Use this XML feed to subscribe to security bulletins for GKE on Bare Metal and related products. Subscribe

When customer action is required to address these high and critical vulnerabilities, Google contacts customers by email. In addition, Google might also contact customers with support contracts through support channels.

For more information about how Google manages security vulnerabilities and patches for GKE and GKE Enterprise, see Security patching.

Upgrade clusters

Kubernetes regularly introduces new security features and provides security patches. GKE on Bare Metal releases incorporate Kubernetes security enhancements that address security vulnerabilities that may affect your clusters.

You are responsible for keeping your GKE on Bare Metal clusters up to date. For each release, review the release notes. To minimize security risks to your clusters, plan to update to new patch releases every month and minor versions every four months.

One of the many advantages of upgrading a cluster is that it automatically refreshes the cluster kubeconfig file. The kubeconfig file authenticates a user to a cluster. The kubeconfig file is added to your cluster directory when you create a cluster with bmctl. The default name and path is bmctl-workspace/CLUSTER_NAME/CLUSTER_NAME-kubeconfig. When you upgrade a cluster, that cluster's kubeconfig file is automatically renewed. Otherwise, the kubeconfig file expires one year after it was created.

For information about how to upgrade your clusters, see upgrade your clusters.

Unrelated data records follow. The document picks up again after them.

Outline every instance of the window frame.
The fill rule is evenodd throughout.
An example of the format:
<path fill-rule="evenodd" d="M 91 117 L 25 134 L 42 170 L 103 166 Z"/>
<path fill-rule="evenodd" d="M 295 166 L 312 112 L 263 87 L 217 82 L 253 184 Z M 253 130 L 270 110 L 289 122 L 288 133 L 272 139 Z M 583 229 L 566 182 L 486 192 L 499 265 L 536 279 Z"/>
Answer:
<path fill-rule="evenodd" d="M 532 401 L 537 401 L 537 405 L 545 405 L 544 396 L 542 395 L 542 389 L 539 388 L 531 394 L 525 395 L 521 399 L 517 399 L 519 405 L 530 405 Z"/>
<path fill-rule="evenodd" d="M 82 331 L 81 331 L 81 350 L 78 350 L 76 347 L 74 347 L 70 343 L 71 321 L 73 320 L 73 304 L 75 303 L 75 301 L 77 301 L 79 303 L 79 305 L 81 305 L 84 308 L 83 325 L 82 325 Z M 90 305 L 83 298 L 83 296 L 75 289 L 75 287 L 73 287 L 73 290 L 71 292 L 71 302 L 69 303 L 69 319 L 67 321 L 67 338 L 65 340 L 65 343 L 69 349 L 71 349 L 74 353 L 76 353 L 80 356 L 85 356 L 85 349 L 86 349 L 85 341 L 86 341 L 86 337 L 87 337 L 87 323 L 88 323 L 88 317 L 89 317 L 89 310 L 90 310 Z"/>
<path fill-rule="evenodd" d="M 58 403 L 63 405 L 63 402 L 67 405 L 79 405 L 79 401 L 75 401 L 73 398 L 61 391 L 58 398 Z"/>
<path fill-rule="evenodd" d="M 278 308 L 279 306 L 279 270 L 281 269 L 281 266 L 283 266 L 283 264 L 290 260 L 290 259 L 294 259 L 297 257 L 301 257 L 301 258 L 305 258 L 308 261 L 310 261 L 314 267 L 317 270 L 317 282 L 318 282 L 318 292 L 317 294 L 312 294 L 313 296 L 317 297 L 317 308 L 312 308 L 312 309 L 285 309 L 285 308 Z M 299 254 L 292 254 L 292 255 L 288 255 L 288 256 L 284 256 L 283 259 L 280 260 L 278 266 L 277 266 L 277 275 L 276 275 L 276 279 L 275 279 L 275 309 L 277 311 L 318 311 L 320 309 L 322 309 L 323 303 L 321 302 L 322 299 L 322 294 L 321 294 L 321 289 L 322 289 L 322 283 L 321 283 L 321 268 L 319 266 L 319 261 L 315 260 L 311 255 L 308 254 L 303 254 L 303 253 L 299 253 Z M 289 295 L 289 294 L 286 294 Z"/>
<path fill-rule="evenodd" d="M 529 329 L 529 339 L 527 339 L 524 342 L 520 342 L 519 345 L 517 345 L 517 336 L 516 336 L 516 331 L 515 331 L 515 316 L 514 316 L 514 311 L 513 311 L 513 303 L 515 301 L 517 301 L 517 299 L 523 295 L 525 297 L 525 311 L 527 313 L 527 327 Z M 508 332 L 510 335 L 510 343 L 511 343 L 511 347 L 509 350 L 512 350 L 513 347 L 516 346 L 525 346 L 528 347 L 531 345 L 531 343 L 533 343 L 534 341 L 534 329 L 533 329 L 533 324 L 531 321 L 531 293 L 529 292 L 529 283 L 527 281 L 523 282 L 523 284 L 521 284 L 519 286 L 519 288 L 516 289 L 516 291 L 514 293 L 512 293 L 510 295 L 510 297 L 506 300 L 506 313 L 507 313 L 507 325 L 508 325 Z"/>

Use VPC Service Controls with Cloud Interconnect or Cloud VPN

Cloud Interconnect provides low latency, high availability connections that let you transfer data reliably between your on-premises bare metal machines and Google Cloud Virtual Private Cloud (VPC) networks. To learn more about Cloud Interconnect, see Dedicated Interconnect provisioning overview.

Cloud VPN securely connects your peer network to your Virtual Private Cloud (VPC) network through an IPsec VPN connection. To learn more about Cloud VPN, see Cloud VPN overview.

VPC Service Controls works with either Cloud Interconnect or Cloud VPN to provide additional security for your clusters. VPC Service Controls helps to mitigate the risk of data exfiltration. Using VPC Service Controls, you can add projects to service perimeters that protect resources and services from requests that originate outside the perimeter. To learn more about service perimeters, see Service perimeter details and configuration.

To fully protect GKE on Bare Metal, you need to use Restricted VIP and add the following APIs to the service perimeter:

  • Artifact Registry API (artifactregistry.googleapis.com)
  • Resource Manager API (cloudresourcemanager.googleapis.com)
  • Compute Engine API (compute.googleapis.com)
  • Connect gateway API (connectgateway.googleapis.com)
  • Google Container Registry API (containerregistry.googleapis.com)
  • GKE Connect API (gkeconnect.googleapis.com)
  • GKE Hub API (gkehub.googleapis.com)
  • GKE On-Prem API (gkeonprem.googleapis.com)
  • Identity and Access Management (IAM) API (iam.googleapis.com)
  • Cloud Logging API (logging.googleapis.com)
  • Cloud Monitoring API (monitoring.googleapis.com)
  • Config Monitoring for Ops API (opsconfigmonitoring.googleapis.com)
  • Service Control API (servicecontrol.googleapis.com)
  • Cloud Storage API (storage.googleapis.com)

When you use bmctl to create or upgrade a cluster, use the --skip-api-check flag to bypass calling Service Usage API (serviceusage.googleapis.com). Service Usage API isn't supported by VPC Service Controls.